I extended my arm and tried to best match my view of the yard with the orientation of the photograph. If the alignment was correct, the blurry-faced man must have been looking directly up at my window just as the picture was taken.
As Pip continued looking for fake words, I propped the photograph in the centre of my desk, where usually an employee might have a photograph of their partner.
R is for rum (adj.)
Winceworth waved goodbye to the landlord and the cab pulled away from the Barking kerb. He had shaken off most of the dirt from his clothes. He looked down: ink, crumbs, muck, cat-sick, blood. It was an archive of a day that seemed to be from a different life. For years he had kept his head down, worked with words silently and cleanly. As the cab hurtled through unfamiliar streets he felt a strange new energy lodge and jangle in his lungs and heart. It was a reckless energy, manic, tightening and reverberative, rebarbative, verve surge urge, one that felt not so much like something renewed as deranged.
The cab dropped Winceworth by the gates of Swansby House just as Westminster chimed seven o’clock. He muttered thanks to the driver and ducked beneath the steaming horses’ noses. He hauled up to Swansby House and wrenched the gates open. The clunk and rattle of his arrival caused a panic-scattering of Titivilli cats in the halls. At this late hour, it was unlikely that many lexicographers were still at work: the building was the cats’ empire.
Gripping his satchel in his hands, Winceworth took to the stairs and into the Scrivenery hall. Pons pons pons. It was eerily quiet and his footsteps rang with odd shadows of noise and unexpected echoes. When the place was not teeming with people keeping their noses to their respective lexicographical gr
indstones, it was not so much that the place just felt empty – the air was oddly pressurised, the Scrivenery’s shelves and bookcases impossibly high, filled with an impossible number of books filled with an impossible weight of words. As Winceworth rounded the corner, he spotted one of his colleagues still working, hovering by his desk. Bielefeld looked up from his papers, visibly paled – ‘Dear God, man! What happened?’ – and scrambled over tables and around chairs to reach Winceworth’s side. He took a firm grip of Winceworth’s elbow and steered him through the rows of desks. Bielefeld wanted to position him under one of the lamps fitted between the desks so that he might bear closer inspection.

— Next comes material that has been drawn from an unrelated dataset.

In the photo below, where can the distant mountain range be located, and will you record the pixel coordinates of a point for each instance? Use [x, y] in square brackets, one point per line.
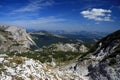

Winceworth adjusted his jacket as Bielefeld plucked at him. Some cats came and sniffed at his feet. He wondered if they could detect pelican on him under the grime and smoke. ‘Do I look entirely awful?’ he said. ‘People were crossing to the other side of the street.’
‘An absolute state. What on earth have you been up to?’ Before Winceworth had a chance to reply, Bielefeld continued, ‘You’re lucky to catch me – I’m only here so much later because I’ve been chasing a reference to scurryvaig and not making one bit of headway.’
‘Yes?’ said Winceworth. Despite the Barking landlord’s brandy, his throat still felt coated with dirt and ash.